Shohei Ohtani mostly mowed down the Oakland Athletics during his first two MLB starts. (Jae C. Hong/Associated Press)

Through Shohei Ohtani’s first couple of weeks with the Los Angeles Angels, those Babe Ruth comparisons have more than held up. In fact, now the Japanese sensation is doing things even the Great Bambino did not accomplish.

For example, in one of his first two MLB games pitched, Ruth did not strike out 12 batters while allowing one or fewer hits and walks. In fact, that feat had only been achieved twice before Sunday, by Juan Marichal in 1960 and Steve Woodard in 1997 (per

Over seven masterful innings against the Athletics, in a 6-1 Angels win, Ohtani joined that Ruth-less duo, getting his second win in as many starts. Oh, and the gem came after the 23-year-old hit a home run in each of his previous three games as a designated hitter for Los Angeles.

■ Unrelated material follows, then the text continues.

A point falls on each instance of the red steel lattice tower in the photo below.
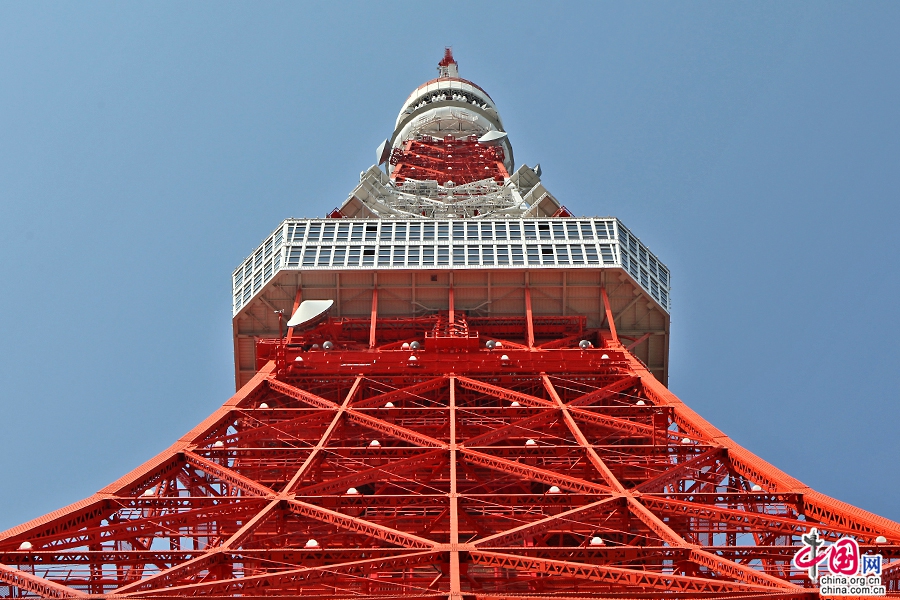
(449, 388)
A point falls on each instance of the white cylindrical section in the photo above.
(443, 90)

Ruth was among only two players to hit a homer in three straight games and have an outing with double-digit strikeouts in the same season, having done so in 1919 — Ken Brett also did it in 1973 — before Ohtani did so in the same week. He was perfect through 19 Oakland batters Sunday, at which point, combined with a debut outing that also came against the A’s, he had retired 27 straight hapless hitters.

“That’s as good a game,” Angels Manager Mike Scioscia said (via USA Today), “as you could ever see pitched.”

“It’s a rare kind of talent to do it both ways, and it’s great to watch,” second baseman Zack Cozart said. “It didn’t look like [the A’s] had a chance up there, the way he was throwing.”

Want some more impressive pitching numbers?

  • Ohtani became the 14th major leaguer with at least 12 strikeouts in one of his first two starts, and the first since the Nationals’ Stephen Strasburg in 2012.
  • His game score of 90 is tied for seventh-highest for a pitcher in his second MLB start.
  • Ohtani’s 18 strikeouts are tied for the most by an Angel in his first two starts.
  • His 54.5 percent whiff rate (the number of misses on total swings by opposing batters) Sunday was the fifth-highest in a game since Statcast began tracking such information in 2015.

Then, of course, there are Ohtani’s heroics at the plate, including a .462 batting average with six RBI in three home games, following a 1-for-5 outing in his MLB debut at Oakland. At the end of Sunday’s game, in which he did not bat — who else can’t wait for him to pitch in a National League park? — his 71.4 percent rate of hard-hit balls (defined as having an exit velocity of at least 95 mph) was the highest among all MLB players with at least 10 balls hit.

“He never looks like he’s out of place,” Angels catcher Martin Maldonado said. “He looks like a hitter when he’s batting and looks like a pitcher when he’s pitching. It’s impressive. We haven’t seen that before.’’

Well, we haven’t seen it in about a century, anyway, but even Ruth didn’t match some of Ohtani’s two-way accomplishments. Sure, it’s early in the season, making the Angels’ phenom something like the Sultan of Small Sample Sizes, but it’s safe to say he’s off to a historic, uniquely impressive start.